As in, the end of the spring semester is nigh. And I cannot fucking wait. I need a break!!! I need summer!!! I need to lounge around all day in shorts and wear Birkenstocks 24/7. I’ve just started an internship with a state senator, so I’ve been doing that for the past couple weeks + my 5 classes + my part-time job at a restaurant + you know, living as a human bean andddd my self-care is suffering like mad. By that I don’t mean that I’ve been taking 2 bubble baths a week instead of 6, I mean I’ve gotten so little sleep I’ve felt dangerously sleepy while driving home from school/work/internship/wherever.
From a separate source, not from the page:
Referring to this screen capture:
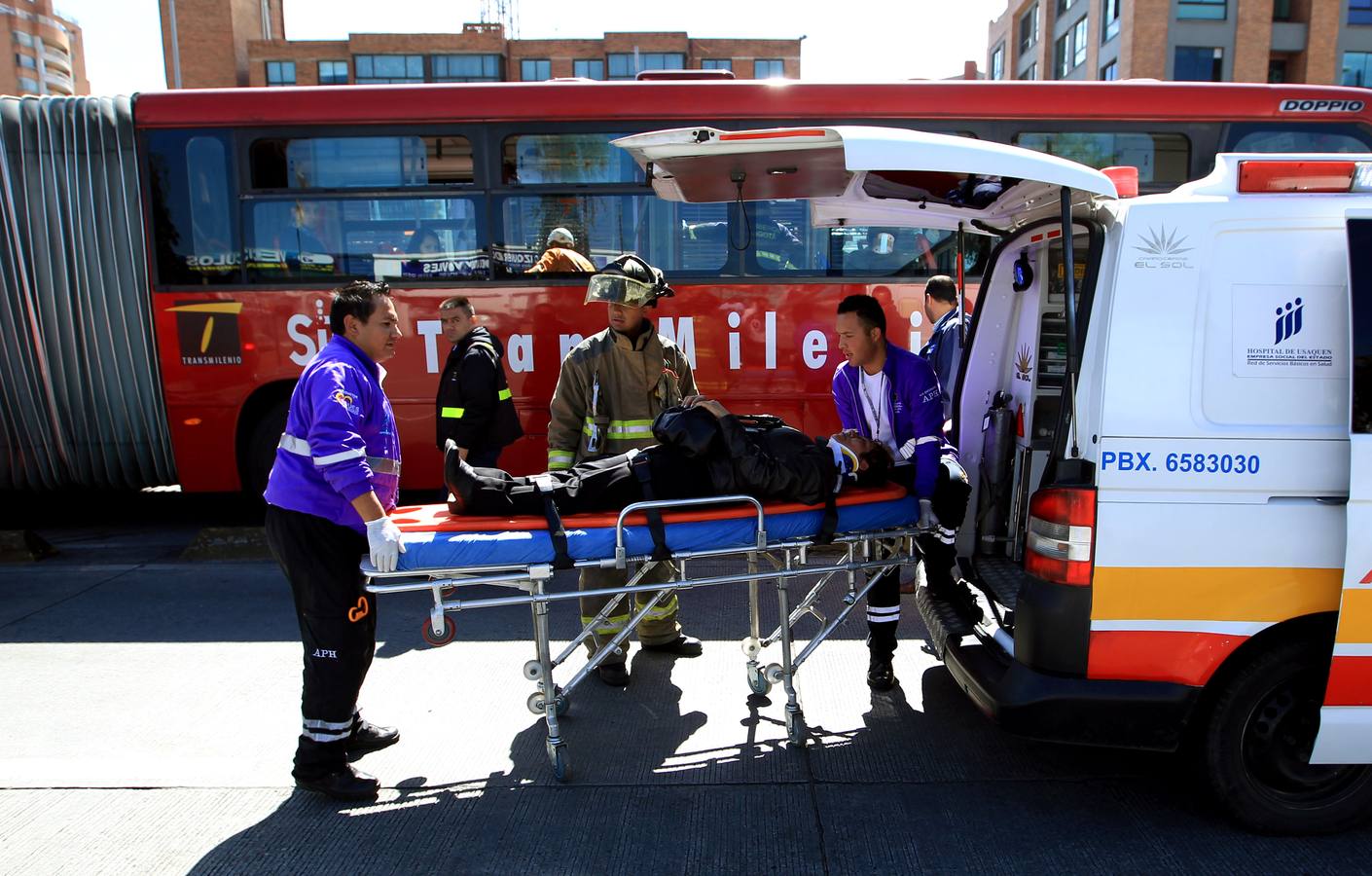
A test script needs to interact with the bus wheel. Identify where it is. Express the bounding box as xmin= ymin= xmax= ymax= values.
xmin=1205 ymin=641 xmax=1372 ymax=833
xmin=241 ymin=398 xmax=291 ymax=495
I need to up my time management and prioritize things that make me function but aren’t fun to do (like doing dishes and keeping the Pile of Clothes on a Chair – we all have that, right? – to a minimum) or else I’m literally going to have a breakdown in the state capitol one day – I don’t think that would be a good political debut. Anyway, we’re in the home stretch! After this week I have two more weeks and then summer will be upon me. (I’ll be taking summer classes, so it’s not really a true unbridled summer of hedonism, but you know.)

2. things i liked that u cannot touch


The Story of StuffConsumerism, our beloved American way of life, is literally the shittiest thing ever. We watched this video in my environmental biology class and I think it sums up why in a really informative yet accessible way, and I especially loved the quote she mentioned from Victor Lebow, from his 1955 essay in the Journal of Retailing, which shows how we’ve been duped into our consumerist mindset by marketers and businessmen who care about $$$ more than us –

“Our enormously productive economy demands that we make consumption our way of life, that we convert the buying and use of goods into rituals, that we seek our spiritual satisfactions, our ego satisfactions in consumption. The measure of social status, of social acceptances, of prestige, is now to be found in our consumptive patterns. The very meaning and significance of our lives today expressed in consumptive terms.